One victim who was raped found herself in this situation after seeking help from a quack doctor.

“I confided in a friend and we found someone who gave me three pills. Two I swallowed and one I inserted in my vagina,” she said.

“Unfortunately this did not work, so I went to another woman who inserted something inside me. I think it was a hanger. I remember the pain, I was bleeding so much, they had to take me to hospital.”

Luckily, she survived. However, due to the manner in which she was treated, she contracted an infection and had to have her entire uterus removed. Today, she is unable to have her own children.

The psychological effects of abortions are important to take into consideration. While the procedure is largely a physical one, the choice to have an abortion is a deeply personal and emotional one for many women and girls.

Depression, withdrawal from relationships, loss of self-esteem, as well as feelings of guilt and shame are often emotions that those who abort may experience.

The procedure is one that has the power to permanently affect the mental health of an individual. Through the proper and legal route, post-abortion care is always provided. This does not only include the physical health of the woman but their emotional and psychological health, too.
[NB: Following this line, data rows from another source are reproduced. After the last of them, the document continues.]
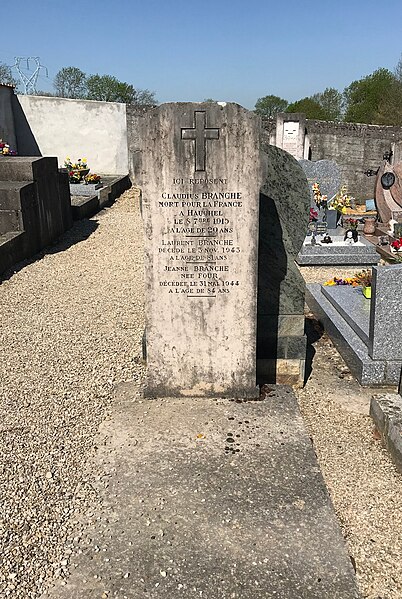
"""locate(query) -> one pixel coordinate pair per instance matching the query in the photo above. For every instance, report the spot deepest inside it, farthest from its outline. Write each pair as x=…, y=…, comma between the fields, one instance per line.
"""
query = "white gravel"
x=71, y=329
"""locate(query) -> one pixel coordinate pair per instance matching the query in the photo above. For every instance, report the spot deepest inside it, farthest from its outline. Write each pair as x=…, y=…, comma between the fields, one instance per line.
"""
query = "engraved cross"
x=200, y=133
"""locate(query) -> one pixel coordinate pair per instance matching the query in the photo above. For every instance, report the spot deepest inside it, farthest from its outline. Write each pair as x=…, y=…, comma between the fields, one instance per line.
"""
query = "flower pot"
x=332, y=219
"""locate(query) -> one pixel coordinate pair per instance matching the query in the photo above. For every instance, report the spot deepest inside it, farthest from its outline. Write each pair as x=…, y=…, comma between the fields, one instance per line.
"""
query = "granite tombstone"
x=200, y=174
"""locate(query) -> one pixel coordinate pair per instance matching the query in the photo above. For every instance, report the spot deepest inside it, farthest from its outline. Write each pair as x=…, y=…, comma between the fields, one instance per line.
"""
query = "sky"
x=227, y=50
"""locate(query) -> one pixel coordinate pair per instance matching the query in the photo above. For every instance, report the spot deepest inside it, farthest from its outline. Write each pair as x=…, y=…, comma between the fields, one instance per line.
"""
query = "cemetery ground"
x=72, y=324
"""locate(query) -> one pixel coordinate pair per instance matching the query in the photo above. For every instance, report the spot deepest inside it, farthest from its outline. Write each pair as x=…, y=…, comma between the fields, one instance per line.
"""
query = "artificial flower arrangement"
x=360, y=279
x=78, y=172
x=92, y=178
x=319, y=199
x=351, y=223
x=341, y=201
x=5, y=149
x=396, y=245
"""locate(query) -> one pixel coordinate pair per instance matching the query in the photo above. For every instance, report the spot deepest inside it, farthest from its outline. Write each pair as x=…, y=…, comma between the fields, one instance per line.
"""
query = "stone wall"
x=77, y=128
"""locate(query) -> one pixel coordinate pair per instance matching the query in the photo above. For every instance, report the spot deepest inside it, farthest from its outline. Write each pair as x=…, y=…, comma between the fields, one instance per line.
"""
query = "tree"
x=110, y=89
x=331, y=101
x=269, y=106
x=366, y=98
x=70, y=82
x=6, y=75
x=309, y=107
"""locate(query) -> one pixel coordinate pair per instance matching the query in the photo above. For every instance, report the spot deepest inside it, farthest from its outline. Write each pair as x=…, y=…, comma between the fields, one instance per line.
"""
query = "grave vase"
x=367, y=292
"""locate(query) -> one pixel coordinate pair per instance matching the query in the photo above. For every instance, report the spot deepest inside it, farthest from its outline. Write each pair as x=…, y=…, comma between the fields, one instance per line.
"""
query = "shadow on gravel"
x=314, y=332
x=80, y=231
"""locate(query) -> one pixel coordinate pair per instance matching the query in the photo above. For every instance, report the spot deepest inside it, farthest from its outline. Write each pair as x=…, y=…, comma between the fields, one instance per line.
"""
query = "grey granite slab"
x=386, y=313
x=351, y=347
x=209, y=498
x=361, y=253
x=352, y=305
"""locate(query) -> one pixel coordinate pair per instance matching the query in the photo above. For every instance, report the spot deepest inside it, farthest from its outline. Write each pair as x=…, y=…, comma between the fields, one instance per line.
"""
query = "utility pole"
x=29, y=81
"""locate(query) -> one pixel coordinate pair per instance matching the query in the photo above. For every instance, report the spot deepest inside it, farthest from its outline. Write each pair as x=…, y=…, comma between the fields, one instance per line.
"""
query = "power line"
x=29, y=81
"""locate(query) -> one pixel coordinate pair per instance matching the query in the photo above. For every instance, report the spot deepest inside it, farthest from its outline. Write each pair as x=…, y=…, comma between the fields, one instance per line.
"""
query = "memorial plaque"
x=200, y=174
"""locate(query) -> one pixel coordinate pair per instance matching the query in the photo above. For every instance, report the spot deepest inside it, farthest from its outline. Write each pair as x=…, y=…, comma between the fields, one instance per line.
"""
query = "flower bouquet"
x=92, y=179
x=341, y=201
x=360, y=279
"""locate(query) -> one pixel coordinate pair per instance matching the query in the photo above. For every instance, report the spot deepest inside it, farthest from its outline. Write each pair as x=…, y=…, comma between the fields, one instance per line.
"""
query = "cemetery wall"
x=79, y=128
x=355, y=147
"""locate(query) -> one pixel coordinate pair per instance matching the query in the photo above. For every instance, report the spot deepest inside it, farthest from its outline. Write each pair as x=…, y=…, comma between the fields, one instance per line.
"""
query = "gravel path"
x=71, y=330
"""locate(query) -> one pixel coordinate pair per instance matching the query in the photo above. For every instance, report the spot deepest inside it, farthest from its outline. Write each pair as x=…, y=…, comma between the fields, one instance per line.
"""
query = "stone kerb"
x=200, y=173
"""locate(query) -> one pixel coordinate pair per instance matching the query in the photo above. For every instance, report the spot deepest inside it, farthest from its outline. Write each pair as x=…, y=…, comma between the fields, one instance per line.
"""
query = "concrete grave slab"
x=209, y=498
x=200, y=175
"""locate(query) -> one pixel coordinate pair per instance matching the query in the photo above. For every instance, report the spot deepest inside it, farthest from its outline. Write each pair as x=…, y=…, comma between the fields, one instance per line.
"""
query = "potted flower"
x=319, y=199
x=364, y=278
x=5, y=149
x=92, y=179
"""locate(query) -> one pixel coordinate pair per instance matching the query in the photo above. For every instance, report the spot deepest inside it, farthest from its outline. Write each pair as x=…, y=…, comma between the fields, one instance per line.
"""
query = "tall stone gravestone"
x=200, y=172
x=211, y=259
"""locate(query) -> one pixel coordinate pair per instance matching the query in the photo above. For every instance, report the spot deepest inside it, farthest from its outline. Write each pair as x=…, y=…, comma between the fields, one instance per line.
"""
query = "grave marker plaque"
x=200, y=173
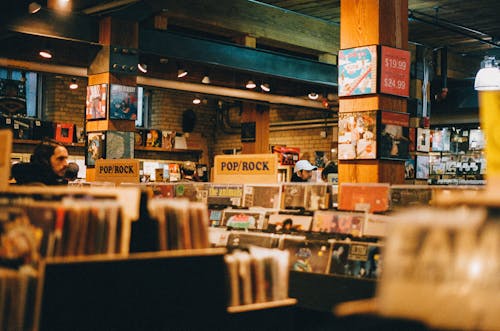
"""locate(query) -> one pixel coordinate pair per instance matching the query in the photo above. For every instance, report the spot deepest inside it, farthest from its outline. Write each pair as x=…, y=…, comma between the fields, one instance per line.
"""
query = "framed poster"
x=357, y=135
x=123, y=102
x=422, y=162
x=96, y=104
x=95, y=147
x=394, y=71
x=423, y=140
x=358, y=71
x=394, y=135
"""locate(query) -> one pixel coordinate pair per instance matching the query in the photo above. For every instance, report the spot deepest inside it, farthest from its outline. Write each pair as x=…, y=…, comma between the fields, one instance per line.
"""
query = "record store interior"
x=249, y=165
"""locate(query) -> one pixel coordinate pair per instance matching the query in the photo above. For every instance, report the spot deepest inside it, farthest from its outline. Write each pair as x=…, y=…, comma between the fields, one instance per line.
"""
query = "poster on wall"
x=96, y=104
x=123, y=102
x=394, y=71
x=12, y=97
x=423, y=140
x=394, y=135
x=357, y=135
x=95, y=147
x=358, y=71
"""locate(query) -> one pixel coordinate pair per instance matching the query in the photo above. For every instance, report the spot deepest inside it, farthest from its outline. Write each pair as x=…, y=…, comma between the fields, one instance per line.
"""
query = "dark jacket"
x=35, y=174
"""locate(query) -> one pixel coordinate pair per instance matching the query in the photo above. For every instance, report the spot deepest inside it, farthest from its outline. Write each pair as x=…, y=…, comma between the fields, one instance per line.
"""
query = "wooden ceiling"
x=482, y=16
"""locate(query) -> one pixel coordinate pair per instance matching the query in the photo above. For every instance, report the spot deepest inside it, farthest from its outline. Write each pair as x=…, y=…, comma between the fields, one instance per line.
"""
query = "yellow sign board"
x=246, y=168
x=117, y=171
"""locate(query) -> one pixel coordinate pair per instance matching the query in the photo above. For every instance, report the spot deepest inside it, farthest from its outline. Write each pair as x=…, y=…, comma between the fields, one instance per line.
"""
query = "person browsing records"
x=47, y=166
x=303, y=171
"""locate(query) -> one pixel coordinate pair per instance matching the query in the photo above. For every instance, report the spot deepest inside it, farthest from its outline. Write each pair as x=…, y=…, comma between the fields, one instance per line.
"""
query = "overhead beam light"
x=313, y=96
x=181, y=73
x=265, y=87
x=142, y=67
x=488, y=77
x=34, y=7
x=46, y=54
x=73, y=85
x=250, y=85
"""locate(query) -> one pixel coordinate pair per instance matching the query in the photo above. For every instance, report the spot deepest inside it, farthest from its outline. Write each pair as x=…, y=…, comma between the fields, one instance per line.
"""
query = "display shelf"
x=261, y=306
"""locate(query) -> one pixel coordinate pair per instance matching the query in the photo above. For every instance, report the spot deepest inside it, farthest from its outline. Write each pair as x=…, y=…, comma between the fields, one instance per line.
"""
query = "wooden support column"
x=253, y=113
x=116, y=63
x=373, y=22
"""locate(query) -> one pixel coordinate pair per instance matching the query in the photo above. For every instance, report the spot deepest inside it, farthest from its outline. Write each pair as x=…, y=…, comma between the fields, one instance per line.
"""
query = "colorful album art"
x=441, y=140
x=358, y=71
x=423, y=140
x=356, y=259
x=123, y=102
x=287, y=223
x=422, y=162
x=410, y=168
x=476, y=140
x=264, y=196
x=243, y=219
x=357, y=135
x=13, y=97
x=338, y=222
x=96, y=104
x=95, y=147
x=119, y=145
x=308, y=256
x=394, y=135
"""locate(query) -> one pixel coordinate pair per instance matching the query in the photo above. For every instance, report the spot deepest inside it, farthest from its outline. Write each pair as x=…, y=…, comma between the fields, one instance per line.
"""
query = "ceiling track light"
x=46, y=54
x=250, y=84
x=142, y=67
x=73, y=85
x=313, y=96
x=265, y=87
x=34, y=7
x=181, y=73
x=488, y=77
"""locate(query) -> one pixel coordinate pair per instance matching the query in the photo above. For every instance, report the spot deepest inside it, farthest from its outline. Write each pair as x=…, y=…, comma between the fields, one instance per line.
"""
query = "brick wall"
x=62, y=104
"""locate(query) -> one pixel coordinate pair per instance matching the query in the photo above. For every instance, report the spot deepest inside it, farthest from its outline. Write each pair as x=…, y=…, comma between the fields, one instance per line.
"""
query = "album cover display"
x=96, y=142
x=243, y=219
x=264, y=196
x=356, y=259
x=338, y=222
x=296, y=223
x=123, y=102
x=96, y=104
x=394, y=135
x=357, y=135
x=423, y=140
x=358, y=71
x=119, y=145
x=308, y=256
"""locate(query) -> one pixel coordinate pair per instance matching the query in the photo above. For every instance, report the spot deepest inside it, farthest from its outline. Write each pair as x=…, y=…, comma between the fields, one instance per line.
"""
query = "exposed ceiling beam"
x=256, y=19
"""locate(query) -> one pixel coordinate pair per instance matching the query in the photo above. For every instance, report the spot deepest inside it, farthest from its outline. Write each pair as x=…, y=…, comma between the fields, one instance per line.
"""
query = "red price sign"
x=395, y=71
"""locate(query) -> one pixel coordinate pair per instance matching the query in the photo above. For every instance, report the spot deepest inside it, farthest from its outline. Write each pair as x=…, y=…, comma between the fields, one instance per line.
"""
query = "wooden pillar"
x=115, y=64
x=373, y=22
x=253, y=113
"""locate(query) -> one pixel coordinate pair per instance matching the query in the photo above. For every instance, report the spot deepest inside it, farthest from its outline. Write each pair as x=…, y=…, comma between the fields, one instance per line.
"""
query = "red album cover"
x=64, y=132
x=364, y=197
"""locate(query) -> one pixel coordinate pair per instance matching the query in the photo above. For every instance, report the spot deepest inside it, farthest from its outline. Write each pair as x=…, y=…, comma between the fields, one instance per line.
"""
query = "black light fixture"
x=34, y=7
x=181, y=72
x=313, y=96
x=143, y=67
x=73, y=85
x=265, y=87
x=250, y=85
x=46, y=53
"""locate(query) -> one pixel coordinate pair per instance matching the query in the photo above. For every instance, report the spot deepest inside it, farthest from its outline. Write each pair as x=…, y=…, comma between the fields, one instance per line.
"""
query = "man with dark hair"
x=47, y=166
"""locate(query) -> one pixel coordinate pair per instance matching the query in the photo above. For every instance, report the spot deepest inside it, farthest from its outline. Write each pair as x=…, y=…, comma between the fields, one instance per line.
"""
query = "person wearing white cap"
x=302, y=171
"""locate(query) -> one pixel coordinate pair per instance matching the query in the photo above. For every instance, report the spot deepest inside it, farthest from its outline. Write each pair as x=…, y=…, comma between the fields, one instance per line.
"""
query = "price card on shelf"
x=395, y=71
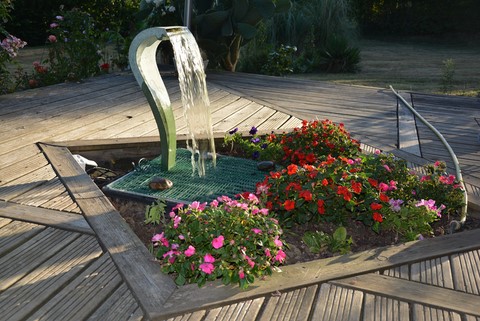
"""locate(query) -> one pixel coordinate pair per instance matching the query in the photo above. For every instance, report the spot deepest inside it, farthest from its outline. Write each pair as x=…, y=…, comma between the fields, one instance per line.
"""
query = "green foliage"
x=234, y=240
x=154, y=212
x=448, y=71
x=223, y=27
x=31, y=19
x=319, y=241
x=280, y=62
x=338, y=56
x=76, y=50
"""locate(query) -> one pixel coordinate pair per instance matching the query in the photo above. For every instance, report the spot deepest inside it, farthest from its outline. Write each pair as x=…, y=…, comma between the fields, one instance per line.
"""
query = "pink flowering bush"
x=327, y=179
x=234, y=240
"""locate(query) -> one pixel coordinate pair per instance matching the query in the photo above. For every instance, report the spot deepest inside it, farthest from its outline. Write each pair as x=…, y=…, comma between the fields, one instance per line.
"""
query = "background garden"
x=420, y=45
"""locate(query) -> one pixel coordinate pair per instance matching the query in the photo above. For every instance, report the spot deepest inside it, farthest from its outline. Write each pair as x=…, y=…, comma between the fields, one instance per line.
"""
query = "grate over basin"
x=230, y=177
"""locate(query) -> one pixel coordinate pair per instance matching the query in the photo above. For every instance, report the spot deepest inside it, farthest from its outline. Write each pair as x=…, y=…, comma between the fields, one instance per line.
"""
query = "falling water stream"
x=196, y=105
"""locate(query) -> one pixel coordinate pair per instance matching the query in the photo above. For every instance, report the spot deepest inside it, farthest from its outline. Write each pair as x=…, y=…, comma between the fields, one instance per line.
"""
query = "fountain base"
x=231, y=176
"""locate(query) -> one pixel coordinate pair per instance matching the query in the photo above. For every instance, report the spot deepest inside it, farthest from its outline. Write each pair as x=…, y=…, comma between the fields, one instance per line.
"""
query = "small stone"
x=160, y=183
x=266, y=166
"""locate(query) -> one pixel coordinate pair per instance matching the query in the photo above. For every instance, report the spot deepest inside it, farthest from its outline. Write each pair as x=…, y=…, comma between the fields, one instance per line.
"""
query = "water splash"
x=196, y=105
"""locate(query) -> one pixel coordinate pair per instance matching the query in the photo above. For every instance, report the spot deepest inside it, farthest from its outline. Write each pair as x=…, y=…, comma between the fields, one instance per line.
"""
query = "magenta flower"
x=190, y=251
x=207, y=268
x=280, y=257
x=208, y=258
x=198, y=206
x=218, y=242
x=277, y=242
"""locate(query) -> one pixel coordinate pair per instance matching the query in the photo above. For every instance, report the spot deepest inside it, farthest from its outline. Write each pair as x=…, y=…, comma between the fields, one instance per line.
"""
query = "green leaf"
x=340, y=234
x=180, y=280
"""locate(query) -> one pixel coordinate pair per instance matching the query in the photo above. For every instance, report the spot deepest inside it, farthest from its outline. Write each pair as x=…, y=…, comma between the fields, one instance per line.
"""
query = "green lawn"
x=415, y=65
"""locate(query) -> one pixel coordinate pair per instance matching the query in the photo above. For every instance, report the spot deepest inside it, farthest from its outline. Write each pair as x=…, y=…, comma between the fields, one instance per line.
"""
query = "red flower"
x=373, y=182
x=289, y=205
x=320, y=206
x=342, y=190
x=376, y=206
x=292, y=169
x=377, y=217
x=384, y=198
x=306, y=195
x=356, y=187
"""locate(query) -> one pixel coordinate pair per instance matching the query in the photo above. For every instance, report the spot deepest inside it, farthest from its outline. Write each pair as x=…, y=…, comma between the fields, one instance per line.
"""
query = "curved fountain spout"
x=191, y=76
x=142, y=58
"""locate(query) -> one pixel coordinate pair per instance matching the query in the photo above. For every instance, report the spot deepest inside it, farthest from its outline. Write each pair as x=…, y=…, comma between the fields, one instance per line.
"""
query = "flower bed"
x=327, y=191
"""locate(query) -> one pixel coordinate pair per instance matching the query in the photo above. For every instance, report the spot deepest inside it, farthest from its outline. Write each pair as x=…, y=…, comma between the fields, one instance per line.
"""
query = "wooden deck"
x=66, y=254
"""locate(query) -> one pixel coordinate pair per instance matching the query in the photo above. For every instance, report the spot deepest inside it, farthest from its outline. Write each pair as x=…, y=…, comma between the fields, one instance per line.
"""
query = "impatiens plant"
x=234, y=240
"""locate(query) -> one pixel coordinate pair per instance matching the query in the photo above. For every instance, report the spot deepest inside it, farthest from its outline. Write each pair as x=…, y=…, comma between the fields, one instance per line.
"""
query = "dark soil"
x=363, y=238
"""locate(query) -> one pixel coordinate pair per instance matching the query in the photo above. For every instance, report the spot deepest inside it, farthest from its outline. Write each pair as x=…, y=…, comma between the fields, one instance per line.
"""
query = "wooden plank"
x=27, y=182
x=57, y=219
x=466, y=273
x=337, y=303
x=291, y=305
x=379, y=308
x=425, y=313
x=435, y=272
x=241, y=311
x=84, y=294
x=414, y=292
x=29, y=293
x=14, y=233
x=22, y=167
x=308, y=273
x=149, y=285
x=25, y=258
x=119, y=306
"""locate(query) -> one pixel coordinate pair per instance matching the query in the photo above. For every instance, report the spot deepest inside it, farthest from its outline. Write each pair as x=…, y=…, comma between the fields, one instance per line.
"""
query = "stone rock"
x=266, y=166
x=160, y=183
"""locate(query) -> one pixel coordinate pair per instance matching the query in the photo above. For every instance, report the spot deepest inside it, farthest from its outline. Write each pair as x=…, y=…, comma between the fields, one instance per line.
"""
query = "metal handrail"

Women and girls who have unsafe abortions are not afforded the same services. Because of the danger faced by those who conduct abortions under the table, they are unwilling to have any extended contact with their customers, leaving the girls to deal with the after-effects themselves.

Prof Phillip Ney, a Canadian psychiatrist and pioneer in the research on psychological disorders following abortion and child abuse, studied the link between abuse and abortion.

He found that having an abortion could reduce the instinctive inhibition on the expression of wild rage at a child one is responsible for. He also found that not only can the guilt and loss of self-esteem be transferred to the next child, but that the abortion of the first child can in fact curtail the development of a mother-child bond, blocking the normal expression of mothering functions.

Without the proper after-care provided by trained health professionals, without properly addressing their experience, women and girls who undergo unsafe abortions may feel its effects far into their lives and the lives of any future children they have.

Women and girls in Kenya are having abortions. That much is a fact. However, what is unnecessary is that they are dying from them. The moral or religious arguments raised will not change this, and by restricting the services and by making it harder for Kenyans to talk about it, they will continue to die.